= Energy management (degree) =

Business-specific degree

Energy Management (EM) is a business-specific degree, with a broad curriculum focusing on multiple facets of the energy industry: business (accounting, management, marketing, economics and MIS), geology, petroleum engineering, and law. The American Association of Professional Landmen (AAPL) provides curriculum guidance and program support for approved petroleum land management programs. Currently, the AAPL has 10 accredited universities in the United States and Canada.

The University of Oklahoma offered the first degree of this kind, emerging in 1958 as the Petroleum Land Management program before becoming the Energy Management program in 1999. The University of Oklahoma program remains one of the top energy management programs in the United States.

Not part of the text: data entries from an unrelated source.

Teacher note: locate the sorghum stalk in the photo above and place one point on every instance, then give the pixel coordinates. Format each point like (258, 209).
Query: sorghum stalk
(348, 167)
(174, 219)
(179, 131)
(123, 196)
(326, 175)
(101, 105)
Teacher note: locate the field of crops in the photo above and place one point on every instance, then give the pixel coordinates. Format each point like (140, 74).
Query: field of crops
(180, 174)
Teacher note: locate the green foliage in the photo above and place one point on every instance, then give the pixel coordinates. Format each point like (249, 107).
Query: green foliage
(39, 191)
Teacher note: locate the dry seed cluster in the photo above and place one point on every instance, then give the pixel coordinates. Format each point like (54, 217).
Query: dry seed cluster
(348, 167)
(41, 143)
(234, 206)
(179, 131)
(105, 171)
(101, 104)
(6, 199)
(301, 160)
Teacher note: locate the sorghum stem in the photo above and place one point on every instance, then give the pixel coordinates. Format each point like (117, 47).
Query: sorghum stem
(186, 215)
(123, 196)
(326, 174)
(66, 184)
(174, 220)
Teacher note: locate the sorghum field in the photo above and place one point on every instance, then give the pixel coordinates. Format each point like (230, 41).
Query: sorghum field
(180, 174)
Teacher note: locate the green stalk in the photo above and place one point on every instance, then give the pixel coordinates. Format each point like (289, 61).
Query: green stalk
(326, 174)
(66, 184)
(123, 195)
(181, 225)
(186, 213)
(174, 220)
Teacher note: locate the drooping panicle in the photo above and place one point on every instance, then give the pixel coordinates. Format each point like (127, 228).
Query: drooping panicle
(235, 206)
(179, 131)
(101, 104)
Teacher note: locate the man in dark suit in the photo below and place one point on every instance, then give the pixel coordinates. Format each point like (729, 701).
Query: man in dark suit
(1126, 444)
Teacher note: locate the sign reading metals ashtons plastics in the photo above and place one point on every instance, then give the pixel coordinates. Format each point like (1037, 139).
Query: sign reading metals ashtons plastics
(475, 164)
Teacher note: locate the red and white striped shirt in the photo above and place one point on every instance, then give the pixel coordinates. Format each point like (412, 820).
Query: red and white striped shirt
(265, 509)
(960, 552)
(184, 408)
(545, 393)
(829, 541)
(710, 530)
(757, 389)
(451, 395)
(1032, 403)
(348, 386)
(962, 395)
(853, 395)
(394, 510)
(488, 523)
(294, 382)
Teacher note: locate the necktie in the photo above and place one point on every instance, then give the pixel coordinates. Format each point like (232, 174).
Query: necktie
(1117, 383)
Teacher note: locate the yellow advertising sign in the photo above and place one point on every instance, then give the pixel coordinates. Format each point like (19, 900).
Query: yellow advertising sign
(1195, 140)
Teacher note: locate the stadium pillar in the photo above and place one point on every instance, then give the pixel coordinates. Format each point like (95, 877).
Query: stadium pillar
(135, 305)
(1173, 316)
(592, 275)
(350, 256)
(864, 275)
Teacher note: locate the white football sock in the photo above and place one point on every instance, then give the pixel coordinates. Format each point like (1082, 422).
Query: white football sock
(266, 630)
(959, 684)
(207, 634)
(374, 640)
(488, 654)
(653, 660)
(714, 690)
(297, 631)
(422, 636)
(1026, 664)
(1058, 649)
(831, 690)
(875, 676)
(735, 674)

Most students pursuing a degree in Energy Management enter the industry as landmen, working with energy companies securing leases for drilling and mineral rights as well as contracting with property owners and energy brokers. It is also common for the landman to work alongside landmen from other companies to secure joint ventures in drilling. There are also career opportunities for EM students in commodities marketing and trading and in international negotiations.

The University of Tulsa, Texas Tech University, University of Calgary, University of Louisiana at Lafayette, University of Wyoming, University of Texas Permian Basin, and Western State Colorado University all offer similar AAPL approved degrees focusing on energy business education.